Ein Gesetzentwurf wird für 2026 erwartet. Doch gesetzliche Regelungen allein
reichen nicht aus. Es braucht
- gezielte begleitende Investitionen,
- einen verlässlichen Zeitplan und
- den politischen Willen zur Umsteuerung.
Deutschland muss weg von einer fragmentierten Überweisungslogik – und hin zu einem integrierten, lernenden, patientenzentrierten und digital befähigten Primärversorgungssystem. Das würde auch die Qualität in der Primärversorgung selbst deutlich verbessern. Ineffizienzen würden beseitigt und mittelfristig Kosten reduziert.
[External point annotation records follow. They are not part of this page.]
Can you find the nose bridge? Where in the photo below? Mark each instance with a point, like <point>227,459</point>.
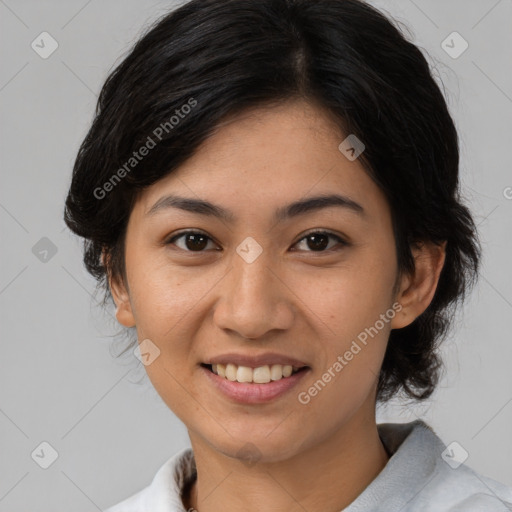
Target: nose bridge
<point>253,301</point>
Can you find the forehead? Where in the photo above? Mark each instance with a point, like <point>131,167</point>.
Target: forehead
<point>262,159</point>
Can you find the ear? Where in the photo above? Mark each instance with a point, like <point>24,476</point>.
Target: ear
<point>118,289</point>
<point>417,290</point>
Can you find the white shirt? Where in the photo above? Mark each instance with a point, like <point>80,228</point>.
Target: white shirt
<point>415,479</point>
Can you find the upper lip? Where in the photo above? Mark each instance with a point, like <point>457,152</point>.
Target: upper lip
<point>254,361</point>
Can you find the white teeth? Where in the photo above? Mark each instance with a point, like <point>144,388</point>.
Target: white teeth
<point>259,375</point>
<point>231,372</point>
<point>276,372</point>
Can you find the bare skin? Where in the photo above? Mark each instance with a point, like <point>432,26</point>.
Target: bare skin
<point>295,300</point>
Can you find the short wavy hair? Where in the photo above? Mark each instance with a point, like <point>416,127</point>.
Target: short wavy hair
<point>232,55</point>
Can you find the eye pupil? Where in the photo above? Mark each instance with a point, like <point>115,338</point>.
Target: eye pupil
<point>317,241</point>
<point>199,241</point>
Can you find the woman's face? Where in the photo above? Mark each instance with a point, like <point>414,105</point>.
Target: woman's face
<point>253,285</point>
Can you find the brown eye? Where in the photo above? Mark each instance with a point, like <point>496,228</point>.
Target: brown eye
<point>318,241</point>
<point>192,241</point>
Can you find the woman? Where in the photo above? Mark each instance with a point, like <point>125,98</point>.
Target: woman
<point>269,193</point>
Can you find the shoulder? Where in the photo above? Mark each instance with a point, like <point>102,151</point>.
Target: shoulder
<point>451,487</point>
<point>164,492</point>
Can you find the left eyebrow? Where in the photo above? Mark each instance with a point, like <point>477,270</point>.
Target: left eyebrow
<point>295,209</point>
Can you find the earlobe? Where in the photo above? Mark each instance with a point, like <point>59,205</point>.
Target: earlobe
<point>417,290</point>
<point>124,313</point>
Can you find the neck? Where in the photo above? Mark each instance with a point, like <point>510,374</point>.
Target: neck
<point>326,476</point>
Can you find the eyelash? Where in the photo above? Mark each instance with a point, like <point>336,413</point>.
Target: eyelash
<point>340,240</point>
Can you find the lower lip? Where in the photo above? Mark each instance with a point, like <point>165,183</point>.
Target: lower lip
<point>251,393</point>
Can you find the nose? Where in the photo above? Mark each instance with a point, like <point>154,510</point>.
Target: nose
<point>253,299</point>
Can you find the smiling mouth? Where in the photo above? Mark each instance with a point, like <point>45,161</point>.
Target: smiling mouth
<point>260,375</point>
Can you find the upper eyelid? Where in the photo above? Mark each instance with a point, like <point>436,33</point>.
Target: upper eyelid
<point>341,239</point>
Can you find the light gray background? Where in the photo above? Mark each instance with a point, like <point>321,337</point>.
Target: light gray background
<point>59,382</point>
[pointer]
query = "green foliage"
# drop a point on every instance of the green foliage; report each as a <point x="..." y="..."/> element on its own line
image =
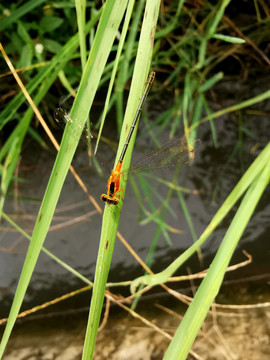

Der Abbau der deutlichen Defizite bei den Behandlungsterminen hängt von der guten Organisation der ärztlichen Versorgung ab und einer stringenten Umsetzung. Die Anzahl der Ärztinnen und Ärzte ist insbesondere im Vergleich zum EU-Ausland nicht der dominante Faktor. Die Einführung einer zukunftsfesten Primärversorgung trägt dazu bei, die Defizite bei der Terminvergabe zu reduzieren.